Die Verleihung des Markt-, Münz- und Zollrechtes

über Wiedenbrück an den Bischof von Osnabrück

 

Eine Szene aus dem zehnten Jahrhundert

als Demonstration der Machtpolitik der Ottonen

im Spiel der weltlichen und kirchlichen Gewalten

 

 

für

Irmgard

 

 

Otto der Große (links unten) übergibt dem thronenden Christus den Magdeburger Dom. Metropolitan Museum of Art, New York

 

 

TEXT

 

Vorspiel vor dem Theater  Die Vorstellung der hohen weltlichen Herrschaften und herrschaftlichen Redner

 

Der Herold tritt zweimal auf, um mit lauter Stimme und großer Geste die Grußwörtler anzukündigen.

 

Herold [mit lauter Stimme]: Hört, hört, hört...! Es spricht zum Ersten zu euch, Bürger Wiedenbrücks und Volk von Nah und Fern, der erste Bürger der Stadt: Jost Kleigrewe!

 

Der Bürgermeister tritt auf und richtet ein Grußwort an das versammelte Publikum.
Applaus...

 

Herold [mit lauter Stimme]: Hört, hört, hört...! Es spricht zum Zweiten zu euch, Bürger Wiedenbrücks und Volk von Nah und Fern, der durch­lauchte Clement der Einzige von Westfalen, König von Volkes Gnaden!

 

Der Ministerpräsident tritt auf und spricht ein Grußwort zur Festgesellschaft.
Applaus...

 

 

Beginn des eigentlichen Stückes

 

Szene 1  Die Rivalen

 

In kahlem Raum sitzen sich – schon während des Vorspiels – der junge Liudolf und dessen Onkel Heinrich – an einem Schachbrett spielend – gegenüber. Die blinde Hildegardis kauert in einer Ecke und flicht aus Hanf ein Seil; sie hört den beiden aufmerksam zu.

 

Heinrich [greift sich grübelnd ans Kinn, bedächtig]: Eine verflixte Lage, in die ich mich da manövriert habe.  [er lacht und droht einem Gegenüber scherzhaft] Liudolf, Liudolf! Du hast deine Schachlektionen gut gelernt. Wenn du nur im wahren Königsspiel ein genauso guter Stratege wärst. [er zieht mit schneller Bewegung eine Figur auf dem Brett]

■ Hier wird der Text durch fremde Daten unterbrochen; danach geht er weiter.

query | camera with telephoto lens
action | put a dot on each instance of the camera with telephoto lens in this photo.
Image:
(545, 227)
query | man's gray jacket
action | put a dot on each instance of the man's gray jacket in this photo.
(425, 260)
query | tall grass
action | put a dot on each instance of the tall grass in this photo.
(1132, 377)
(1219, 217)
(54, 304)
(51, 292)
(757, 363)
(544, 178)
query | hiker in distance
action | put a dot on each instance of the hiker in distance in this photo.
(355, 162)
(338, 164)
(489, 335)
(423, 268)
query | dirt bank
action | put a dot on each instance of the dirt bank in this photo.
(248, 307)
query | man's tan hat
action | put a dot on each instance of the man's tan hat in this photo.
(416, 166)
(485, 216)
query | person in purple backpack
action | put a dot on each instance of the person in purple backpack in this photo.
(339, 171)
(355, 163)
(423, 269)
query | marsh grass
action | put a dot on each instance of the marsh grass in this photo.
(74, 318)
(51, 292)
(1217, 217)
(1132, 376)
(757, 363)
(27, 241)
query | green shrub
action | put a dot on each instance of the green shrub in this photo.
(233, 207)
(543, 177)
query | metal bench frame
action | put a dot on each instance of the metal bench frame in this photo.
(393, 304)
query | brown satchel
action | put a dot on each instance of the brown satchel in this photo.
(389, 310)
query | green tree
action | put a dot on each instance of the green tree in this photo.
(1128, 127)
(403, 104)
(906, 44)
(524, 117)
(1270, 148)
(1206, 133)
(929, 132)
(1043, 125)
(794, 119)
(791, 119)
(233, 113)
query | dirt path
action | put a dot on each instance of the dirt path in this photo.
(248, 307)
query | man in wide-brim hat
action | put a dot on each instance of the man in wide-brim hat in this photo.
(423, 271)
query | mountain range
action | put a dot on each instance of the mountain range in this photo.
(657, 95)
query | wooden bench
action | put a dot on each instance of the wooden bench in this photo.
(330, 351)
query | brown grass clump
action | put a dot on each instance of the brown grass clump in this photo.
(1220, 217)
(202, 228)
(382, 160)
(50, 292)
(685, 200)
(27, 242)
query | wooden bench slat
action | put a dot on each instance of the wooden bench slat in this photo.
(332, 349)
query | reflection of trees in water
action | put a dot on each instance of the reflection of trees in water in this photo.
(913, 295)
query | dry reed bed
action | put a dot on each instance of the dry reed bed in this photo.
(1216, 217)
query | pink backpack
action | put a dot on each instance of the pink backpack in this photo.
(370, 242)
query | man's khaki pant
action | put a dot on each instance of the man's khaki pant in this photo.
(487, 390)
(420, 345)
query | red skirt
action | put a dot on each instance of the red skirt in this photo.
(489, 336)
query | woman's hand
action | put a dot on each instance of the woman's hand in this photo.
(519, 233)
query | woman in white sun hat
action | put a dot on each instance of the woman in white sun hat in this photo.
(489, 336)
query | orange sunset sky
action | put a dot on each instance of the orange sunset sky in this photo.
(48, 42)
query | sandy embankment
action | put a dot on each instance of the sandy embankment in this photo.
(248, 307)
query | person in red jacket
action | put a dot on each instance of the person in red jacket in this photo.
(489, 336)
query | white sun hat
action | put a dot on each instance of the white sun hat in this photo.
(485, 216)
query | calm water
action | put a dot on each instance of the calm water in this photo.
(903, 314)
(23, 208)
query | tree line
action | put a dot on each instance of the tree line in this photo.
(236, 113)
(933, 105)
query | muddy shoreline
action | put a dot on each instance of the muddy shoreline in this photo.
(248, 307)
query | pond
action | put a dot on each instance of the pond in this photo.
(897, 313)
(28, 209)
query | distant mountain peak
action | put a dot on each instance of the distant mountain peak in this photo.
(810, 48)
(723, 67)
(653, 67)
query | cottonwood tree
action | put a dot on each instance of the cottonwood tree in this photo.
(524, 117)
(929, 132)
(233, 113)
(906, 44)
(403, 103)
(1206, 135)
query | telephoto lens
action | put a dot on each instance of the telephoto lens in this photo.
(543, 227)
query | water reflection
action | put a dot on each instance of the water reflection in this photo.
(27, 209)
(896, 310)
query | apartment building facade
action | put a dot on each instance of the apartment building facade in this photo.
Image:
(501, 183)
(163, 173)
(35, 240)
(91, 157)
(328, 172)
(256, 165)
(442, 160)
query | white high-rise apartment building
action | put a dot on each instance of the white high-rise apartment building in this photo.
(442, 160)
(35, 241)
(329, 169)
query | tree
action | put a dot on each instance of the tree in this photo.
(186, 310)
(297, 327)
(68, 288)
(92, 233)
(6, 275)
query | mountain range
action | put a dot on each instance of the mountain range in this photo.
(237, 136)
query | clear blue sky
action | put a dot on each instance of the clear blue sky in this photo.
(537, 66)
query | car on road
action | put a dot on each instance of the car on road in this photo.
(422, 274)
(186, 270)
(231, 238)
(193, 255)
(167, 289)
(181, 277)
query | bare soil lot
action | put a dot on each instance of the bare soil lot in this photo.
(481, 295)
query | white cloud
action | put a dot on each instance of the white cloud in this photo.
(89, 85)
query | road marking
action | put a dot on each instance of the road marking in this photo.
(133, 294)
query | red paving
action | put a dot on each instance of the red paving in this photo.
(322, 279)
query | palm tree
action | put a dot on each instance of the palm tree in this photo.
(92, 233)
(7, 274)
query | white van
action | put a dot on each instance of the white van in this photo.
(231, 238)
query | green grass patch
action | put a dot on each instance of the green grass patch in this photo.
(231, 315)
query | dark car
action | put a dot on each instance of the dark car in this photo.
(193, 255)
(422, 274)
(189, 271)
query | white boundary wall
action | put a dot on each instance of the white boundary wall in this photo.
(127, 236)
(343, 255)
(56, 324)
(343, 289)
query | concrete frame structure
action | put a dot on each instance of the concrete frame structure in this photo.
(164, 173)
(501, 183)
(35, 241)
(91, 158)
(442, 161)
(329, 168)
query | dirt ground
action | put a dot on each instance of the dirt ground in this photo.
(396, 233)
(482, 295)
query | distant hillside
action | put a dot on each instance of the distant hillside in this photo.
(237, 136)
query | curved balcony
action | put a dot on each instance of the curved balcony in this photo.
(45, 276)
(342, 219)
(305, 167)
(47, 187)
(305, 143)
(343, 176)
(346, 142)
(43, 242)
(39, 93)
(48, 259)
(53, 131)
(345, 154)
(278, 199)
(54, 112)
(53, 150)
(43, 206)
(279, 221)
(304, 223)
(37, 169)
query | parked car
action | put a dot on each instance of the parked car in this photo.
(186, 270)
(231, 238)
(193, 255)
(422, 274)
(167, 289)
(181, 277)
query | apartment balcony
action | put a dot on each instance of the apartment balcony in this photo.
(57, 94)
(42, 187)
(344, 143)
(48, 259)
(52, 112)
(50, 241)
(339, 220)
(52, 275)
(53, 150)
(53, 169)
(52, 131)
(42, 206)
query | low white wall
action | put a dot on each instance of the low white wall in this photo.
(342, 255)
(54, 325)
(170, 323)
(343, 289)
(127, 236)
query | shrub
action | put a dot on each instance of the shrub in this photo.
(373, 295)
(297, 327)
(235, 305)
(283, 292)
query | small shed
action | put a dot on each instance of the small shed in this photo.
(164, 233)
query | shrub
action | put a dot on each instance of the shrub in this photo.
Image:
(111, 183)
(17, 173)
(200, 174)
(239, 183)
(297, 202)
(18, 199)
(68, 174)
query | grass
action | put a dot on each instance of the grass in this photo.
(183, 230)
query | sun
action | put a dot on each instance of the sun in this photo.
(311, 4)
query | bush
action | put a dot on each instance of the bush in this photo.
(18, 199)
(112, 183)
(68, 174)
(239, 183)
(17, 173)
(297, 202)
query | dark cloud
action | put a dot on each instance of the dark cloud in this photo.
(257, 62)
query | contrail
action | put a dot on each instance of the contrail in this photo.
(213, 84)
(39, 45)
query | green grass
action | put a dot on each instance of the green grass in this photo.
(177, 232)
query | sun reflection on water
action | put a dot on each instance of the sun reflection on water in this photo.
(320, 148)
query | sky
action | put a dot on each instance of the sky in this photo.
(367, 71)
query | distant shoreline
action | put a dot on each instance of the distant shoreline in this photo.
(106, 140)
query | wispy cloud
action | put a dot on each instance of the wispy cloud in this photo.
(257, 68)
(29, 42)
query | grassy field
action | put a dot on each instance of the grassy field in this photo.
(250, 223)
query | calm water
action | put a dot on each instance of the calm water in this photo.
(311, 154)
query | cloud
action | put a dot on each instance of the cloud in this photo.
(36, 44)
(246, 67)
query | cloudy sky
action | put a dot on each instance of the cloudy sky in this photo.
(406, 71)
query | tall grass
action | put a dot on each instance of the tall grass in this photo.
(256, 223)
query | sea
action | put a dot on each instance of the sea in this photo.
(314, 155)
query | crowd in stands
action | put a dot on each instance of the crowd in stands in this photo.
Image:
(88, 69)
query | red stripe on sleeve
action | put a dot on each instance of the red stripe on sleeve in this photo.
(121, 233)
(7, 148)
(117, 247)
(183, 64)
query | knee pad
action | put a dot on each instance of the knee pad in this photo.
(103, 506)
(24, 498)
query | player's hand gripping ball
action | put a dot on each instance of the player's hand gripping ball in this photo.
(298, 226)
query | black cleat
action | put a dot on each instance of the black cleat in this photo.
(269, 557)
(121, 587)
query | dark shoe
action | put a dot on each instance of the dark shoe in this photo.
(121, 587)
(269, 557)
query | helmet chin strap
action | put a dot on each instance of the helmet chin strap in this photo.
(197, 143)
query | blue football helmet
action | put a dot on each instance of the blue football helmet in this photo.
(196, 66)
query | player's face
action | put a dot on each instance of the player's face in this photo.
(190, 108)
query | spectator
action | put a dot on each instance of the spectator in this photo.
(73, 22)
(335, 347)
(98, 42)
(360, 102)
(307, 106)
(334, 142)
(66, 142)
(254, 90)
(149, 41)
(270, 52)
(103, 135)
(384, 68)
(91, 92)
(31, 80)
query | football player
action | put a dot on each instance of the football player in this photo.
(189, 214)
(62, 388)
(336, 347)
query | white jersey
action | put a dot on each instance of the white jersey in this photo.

Liudolf [schaut grimmig vor sich hin und stößt wütend hervor]: Ich werde meinem Vater schon noch zeigen, dass ich sein Sohn, dass ich sein rechtmäßiger Erbe bin.

Heinrich [lacht nochmals laut]: Jetzt musst du erst einmal mir zeigen, wer Herrscher auf dem Schachbrett ist... Nur zu...

Liudolf [steht auf und beugt sich angespannt über das Schachbrett, er greift seine Dame und zieht]: Schach dem König, Onkel Heinrich,... und... ich glaube... ja... Schach matt! [ironisch] Wer zuletzt lacht, lacht am besten.

Heinrich [lacht wiederum, doch nicht mehr so energisch]: Ja, wer zuletzt lacht, lacht am besten. Im Schachspiel mag es dir gelingen. Aber ob du zu guter Letzt im Machtspiel der Lachende sein wirst, das steht in den Sternen. Ich denke, dein Vater spielt ein Spiel, dessen Züge für uns undurch­schaubar sind... Wenn ich nur wüsste, welche Strategie er hat, was er wirklich will? Es kann doch nicht...

Liudolf [unterbricht ihn wütend]: Papperlapapp Strategie! [schüttelt energisch den Kopf] Da gibt’s doch nur eines. Seine neue Frau steckt dahinter. Adelheid will die Krone für ihren noch nicht einmal gezeugten Erben sichern. [lacht hämisch]

Heinrich [macht eine wegwischende Handbewegung]: Lass Adelheid aus dem Spiel, Liudolf! Deine Stiefmutter ist eine feine Frau und Machtkalkül ist ihr ein Fremdwort.

Liudolf [zischt voller Neid]: Eine Wölfin im Schafspelz.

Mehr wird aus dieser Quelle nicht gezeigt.